The clue of course is in the name. Most natives and many visitors will know that the big fish that forever swims at the top of the tower in Shandon has forever been nick-named Goldie. And the city loves its fish both in sentiment and in tasty reality. And Goldies makes that reality even more flavoursome.
|Prawn cocktail crisps|
The restaurant takes the ‘whole catch’ from the Ballycotton small day boats (so they take whatever is caught on the day, regardless of the quantity and species) ensuring a daily changing menu featuring the freshest produce available. They also buy in the English Market.
Goldie operates a ‘gill to tail approach’, using as much of the fish as possible. So you’ll see some surprises on the menu, not just the species on offer but also the parts. Anyone for crunchy fish spines?

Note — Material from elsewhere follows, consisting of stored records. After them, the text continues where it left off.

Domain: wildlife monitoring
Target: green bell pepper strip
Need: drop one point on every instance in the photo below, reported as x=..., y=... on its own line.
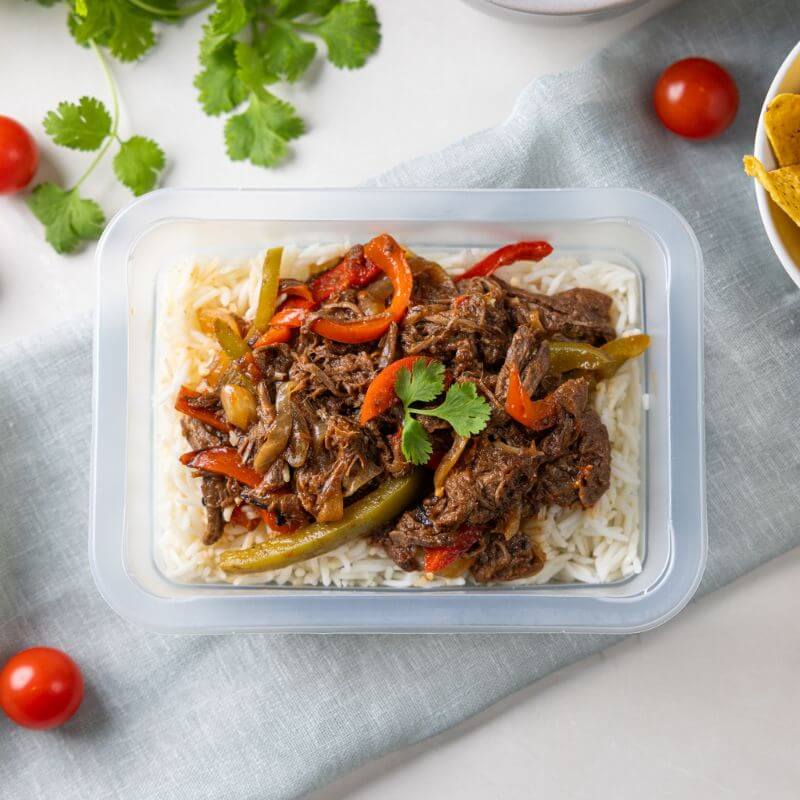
x=231, y=343
x=369, y=513
x=603, y=361
x=268, y=293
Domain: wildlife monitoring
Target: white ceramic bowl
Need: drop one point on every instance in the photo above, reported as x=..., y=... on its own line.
x=784, y=235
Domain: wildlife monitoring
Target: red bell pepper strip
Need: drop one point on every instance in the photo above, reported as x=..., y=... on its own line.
x=222, y=461
x=388, y=256
x=380, y=393
x=438, y=558
x=535, y=414
x=203, y=414
x=354, y=270
x=520, y=251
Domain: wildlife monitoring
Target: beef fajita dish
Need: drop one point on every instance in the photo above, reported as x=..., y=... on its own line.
x=370, y=415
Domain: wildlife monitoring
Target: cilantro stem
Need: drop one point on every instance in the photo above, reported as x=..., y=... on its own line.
x=115, y=124
x=174, y=13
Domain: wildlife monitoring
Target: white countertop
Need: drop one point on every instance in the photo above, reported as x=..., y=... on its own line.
x=707, y=707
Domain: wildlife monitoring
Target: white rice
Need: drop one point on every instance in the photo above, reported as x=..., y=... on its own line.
x=597, y=545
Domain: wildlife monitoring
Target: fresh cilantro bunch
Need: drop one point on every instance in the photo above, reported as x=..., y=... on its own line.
x=247, y=47
x=87, y=125
x=466, y=412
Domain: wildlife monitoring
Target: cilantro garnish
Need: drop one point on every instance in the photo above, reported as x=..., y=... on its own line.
x=249, y=46
x=466, y=412
x=69, y=218
x=246, y=46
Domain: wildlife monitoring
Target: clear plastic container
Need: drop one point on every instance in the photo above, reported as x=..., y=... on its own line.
x=619, y=225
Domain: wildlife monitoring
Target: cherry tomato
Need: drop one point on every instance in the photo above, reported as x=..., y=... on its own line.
x=40, y=687
x=696, y=98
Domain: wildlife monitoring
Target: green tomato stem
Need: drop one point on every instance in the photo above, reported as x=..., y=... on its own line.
x=115, y=119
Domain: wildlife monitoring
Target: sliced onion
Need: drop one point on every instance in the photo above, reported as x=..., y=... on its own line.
x=239, y=405
x=370, y=304
x=448, y=462
x=332, y=508
x=279, y=431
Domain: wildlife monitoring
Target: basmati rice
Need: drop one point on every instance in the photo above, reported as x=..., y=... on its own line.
x=597, y=545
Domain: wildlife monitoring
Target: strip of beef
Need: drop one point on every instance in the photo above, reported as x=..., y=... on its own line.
x=201, y=436
x=576, y=314
x=530, y=356
x=502, y=560
x=489, y=479
x=335, y=373
x=216, y=496
x=477, y=314
x=344, y=460
x=285, y=507
x=274, y=362
x=581, y=474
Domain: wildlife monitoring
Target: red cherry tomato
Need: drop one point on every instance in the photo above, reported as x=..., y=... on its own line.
x=40, y=687
x=19, y=156
x=696, y=98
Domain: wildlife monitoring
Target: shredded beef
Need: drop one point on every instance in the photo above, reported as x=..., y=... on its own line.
x=480, y=328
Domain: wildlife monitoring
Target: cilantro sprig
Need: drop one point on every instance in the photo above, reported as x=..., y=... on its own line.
x=466, y=412
x=248, y=48
x=67, y=216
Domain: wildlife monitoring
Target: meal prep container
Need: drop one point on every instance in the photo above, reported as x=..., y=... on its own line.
x=620, y=225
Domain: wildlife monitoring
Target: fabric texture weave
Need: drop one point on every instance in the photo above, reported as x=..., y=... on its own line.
x=274, y=716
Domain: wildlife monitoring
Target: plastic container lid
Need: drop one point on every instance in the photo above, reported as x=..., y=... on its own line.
x=619, y=225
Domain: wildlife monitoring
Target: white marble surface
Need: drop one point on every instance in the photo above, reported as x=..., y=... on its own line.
x=706, y=707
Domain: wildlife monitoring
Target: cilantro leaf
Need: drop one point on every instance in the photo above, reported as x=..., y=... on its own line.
x=466, y=412
x=67, y=217
x=285, y=53
x=251, y=72
x=220, y=89
x=425, y=382
x=138, y=163
x=132, y=35
x=82, y=126
x=415, y=444
x=351, y=31
x=261, y=133
x=115, y=24
x=229, y=17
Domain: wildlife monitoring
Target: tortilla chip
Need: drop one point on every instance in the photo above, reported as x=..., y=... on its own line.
x=782, y=123
x=782, y=184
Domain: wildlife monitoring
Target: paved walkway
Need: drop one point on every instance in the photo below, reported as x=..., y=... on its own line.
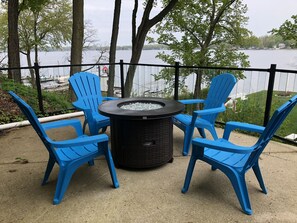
x=143, y=196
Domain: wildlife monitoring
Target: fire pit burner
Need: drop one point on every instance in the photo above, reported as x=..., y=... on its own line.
x=141, y=106
x=141, y=130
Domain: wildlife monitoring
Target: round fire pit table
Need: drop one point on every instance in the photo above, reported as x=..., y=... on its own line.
x=141, y=130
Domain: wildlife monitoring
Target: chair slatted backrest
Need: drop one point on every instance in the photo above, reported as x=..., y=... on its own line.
x=87, y=87
x=220, y=88
x=274, y=123
x=32, y=118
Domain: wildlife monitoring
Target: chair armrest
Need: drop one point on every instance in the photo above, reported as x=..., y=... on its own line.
x=191, y=101
x=79, y=104
x=109, y=98
x=83, y=140
x=210, y=111
x=222, y=145
x=230, y=126
x=75, y=123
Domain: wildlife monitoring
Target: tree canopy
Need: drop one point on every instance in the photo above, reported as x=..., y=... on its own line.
x=288, y=31
x=203, y=33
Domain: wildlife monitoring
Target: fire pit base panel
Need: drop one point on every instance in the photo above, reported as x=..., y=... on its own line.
x=141, y=143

We were prepared to be surprised when we visited the other day. Front of house is very friendly and on the ball here. There’s an immediate welcome, help with the menu if need be and a chat or two over the evening. We were in early and it filled up quickly enough. Another upstairs room is being readied even as the confident new restaurant takes its first accomplished steps.
The window, more or less facing the “parent” Market Lane, shows the words Fish and Ale under the main title. And the beers come from the Elbow Lane Micro Brewery, also across the street. Brewers Russell and Davide have specially formulated the ales to suit food and, as customers of Market Lane and Elbow Lane itself will tell you, they have been very successful in that regard.
I enjoyed a pint of the Jawbone Pale Ale with my fish. It is on draught as are the others: Angel Stout, Elbow Lager and Wisdom Ale, all named after Cork lanes.
The menu is divided into four sections. Inexpensive options come under Snacks. Next step is Small Plates, followed by Mains, and Desserts (no fish but they do use sea salt!). A quartet of sides available also including Sea Salt Shoestring Chips, Crushed baby potatoes (with scallion and seaweed), Roast Cauliflower (with hazelnut brown butter), and Sea Vegetable kimchi salad (with squid).
There were five snacks on the Friday we called and we enjoyed the Golden Crumpet and seaweed butter and enjoyed, even more, the Prawn cocktail crisps with cultured cream and seaweed, each priced at €2.50.
Harty’s Oyster feature on the small plates but our choices were the Salt Fish brandade, seaweed cracker and pickled celery, a very tasty combination indeed (7.5). The similarly priced Seared devilled sardines with pickled celeriac were superb, so good I thought briefly (it was raining outside) I was back in the old town of Albufeira enjoying a plateful in the hot sun with a glass of wine. By the way, they have a wine list with most of the whites very well suited to the fish.
The superb mains were yet to come. I’m a sucker for Gurnard but rarely come across it when eating out. The Pan fried Gurnard here (21.50), with bok choi and lasooni butter, is a delight. Simply delicious, especially with the sauce.
And the chicken butter sauce with the Pan Fried Lemon Sole (22.50) was also a winner. There was a decent chunk of swede (how often do you come across that veg in restaurants?) on the plate as well. We could have had sides but resisted the temptation as we were determined to go through all three courses.
As it turned out, the strategy worked very well indeed. We completed the three and felt good for the fourth! Just a short list of sweets but two were enough for us. The Pom ‘O apple port Panna Cotta with caramelised apple and crumble and the Achill Island Sea Salt and caramel pudding with hazelnut biscotti were each that bit different to the usual dessert and a lovely finalé to a superb fish dinner.
Goldie is the result of an exciting collaboration between Aishling Moore (25), former head chef of Elbow Lane, and Stephen Kehoe, (39) executive chef of the Market Lane Group.